Fetch Apify dataset and load into ClickHouse

The following script fetches the results of an Apify Actor run and inserts them into ClickHouse:

import { ApifyClient } from 'apify-client';
import { createClient } from '@clickhouse/client';

// Initialize clients
const apify = new ApifyClient({ token: 'YOUR_APIFY_API_TOKEN' });
const clickhouse = createClient({
    url: 'https://YOUR_CLICKHOUSE_HOST:8443',
    username: 'default',
    password: 'YOUR_CLICKHOUSE_PASSWORD',
    database: 'default',
});

// Fetch dataset items from the last run of an Actor
const run = await apify.actor('YOUR_ACTOR_ID').call();
const { items } = await apify.dataset(run.defaultDatasetId).listItems();

console.log(`Fetched ${items.length} items from Apify dataset.`);

// Insert into ClickHouse
await clickhouse.insert({
    table: 'apify_products',
    values: items,
    format: 'JSONEachRow',
});

console.log(`Inserted ${items.length} rows into ClickHouse.`);
await clickhouse.close();
Tip

For large datasets, paginate through results using the limit and offset parameters of the List dataset items endpoint. You can also pass clean=true to retrieve only non-empty, deduplicated items.

Automate with webhooks

Instead of running the script manually, automate the pipeline so data loads into ClickHouse every time an Actor finishes:

  1. In the Apify Console, go to your Actor and open the Integrations tab.
  2. Add a new webhook with:
    • Event type: ACTOR.RUN.SUCCEEDED
    • Action: An HTTP POST to your loader endpoint, or trigger another Actor that handles the ClickHouse insert.
  3. The webhook payload includes the defaultDatasetId, which you can use to fetch the run's results.

See Apify webhook documentation for payload details and configuration options.

An alternative approach is to use Apify Schedules to run Actors on a cron-like schedule, combined with webhooks for the loading step.

Best practices

Fetching data from Apify

Use the Apify client library (apify-client for JavaScript or Python) instead of raw HTTP calls. It handles pagination, retries, and authentication for you. For large datasets, paginate through results with the limit and offset parameters of the List dataset items endpoint.

Loading into ClickHouse

Use JSONEachRow format when inserting into ClickHouse. It maps directly to Apify's JSON output with no transformation needed.

Match your ClickHouse table schema to the Actor's output fields.

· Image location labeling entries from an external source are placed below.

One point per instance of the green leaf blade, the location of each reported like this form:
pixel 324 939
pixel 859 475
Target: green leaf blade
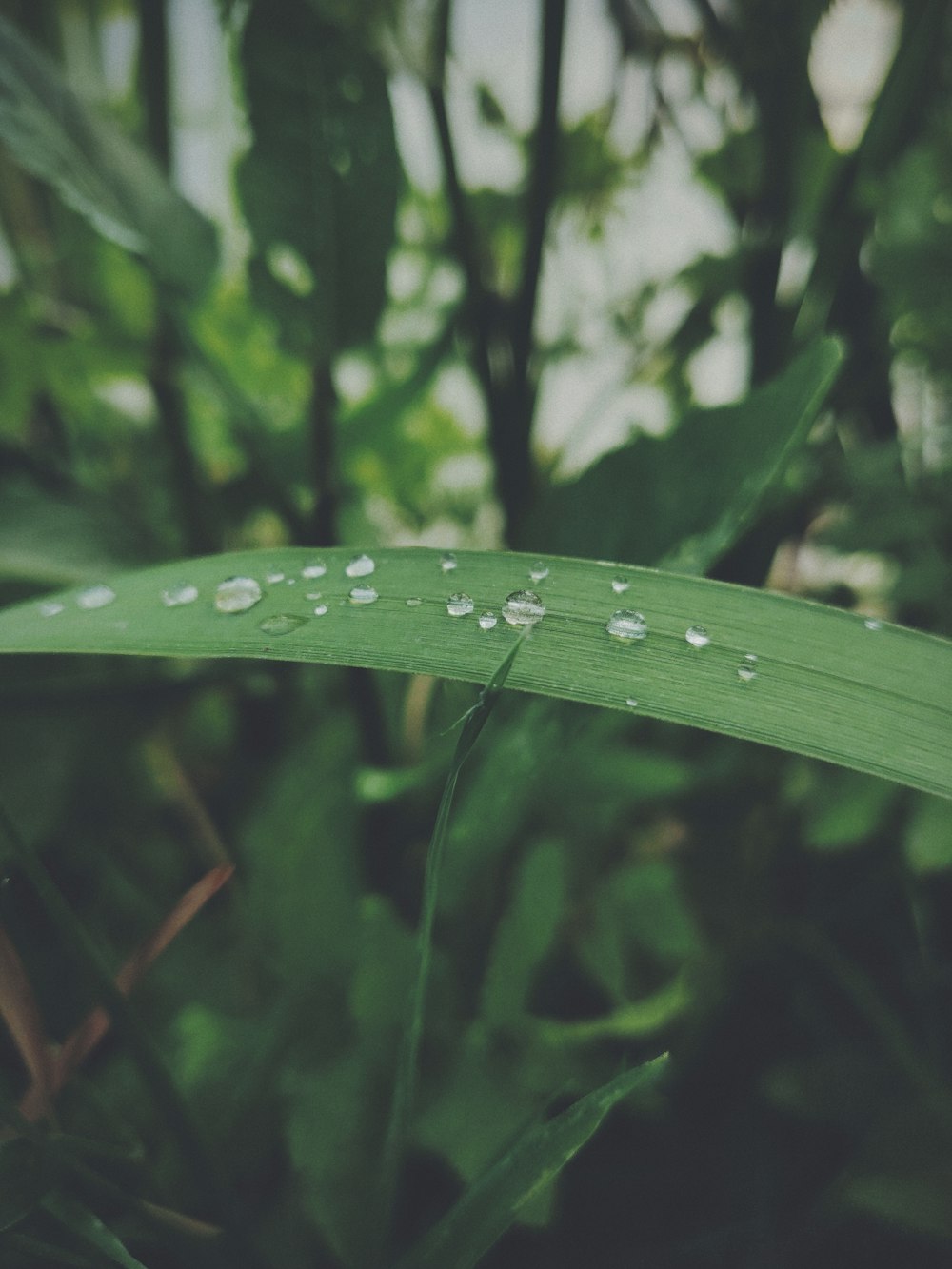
pixel 878 701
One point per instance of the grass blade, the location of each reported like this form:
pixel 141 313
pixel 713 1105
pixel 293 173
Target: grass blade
pixel 879 701
pixel 489 1207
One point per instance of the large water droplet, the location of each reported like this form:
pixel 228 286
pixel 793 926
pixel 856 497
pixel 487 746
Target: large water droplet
pixel 182 594
pixel 361 566
pixel 460 605
pixel 524 608
pixel 364 595
pixel 95 597
pixel 746 670
pixel 626 625
pixel 236 594
pixel 282 624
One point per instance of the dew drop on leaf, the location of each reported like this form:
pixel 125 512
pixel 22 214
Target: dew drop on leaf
pixel 524 608
pixel 236 594
pixel 95 597
pixel 281 624
pixel 361 566
pixel 364 595
pixel 460 605
pixel 178 595
pixel 626 625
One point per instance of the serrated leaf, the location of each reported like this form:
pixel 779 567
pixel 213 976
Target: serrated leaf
pixel 319 186
pixel 825 684
pixel 97 170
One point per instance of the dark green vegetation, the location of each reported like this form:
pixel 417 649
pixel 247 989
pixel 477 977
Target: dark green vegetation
pixel 305 962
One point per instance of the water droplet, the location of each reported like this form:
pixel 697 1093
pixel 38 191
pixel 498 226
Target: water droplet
pixel 364 595
pixel 281 624
pixel 361 566
pixel 95 597
pixel 182 594
pixel 524 608
pixel 460 605
pixel 627 625
pixel 236 594
pixel 746 670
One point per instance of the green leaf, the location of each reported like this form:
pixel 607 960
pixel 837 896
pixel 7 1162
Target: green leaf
pixel 319 186
pixel 879 701
pixel 684 499
pixel 486 1211
pixel 97 170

Check the Actor's output schema on its Apify Store page or in the Dataset tab after a run.

Performance

For high-throughput inserts from the JavaScript client, follow the Tips for performance optimizations. Batch rows into larger inserts rather than inserting one row at a time, and consider async inserts when client-side batching isn't practical.

Security

The examples on this page use the default user and database to keep things simple. In production, create a dedicated user with the minimum privileges required to insert into your target table, and store credentials securely (for example, in environment variables or a secrets manager rather than committing them to source code). See Cloud access management for guidance.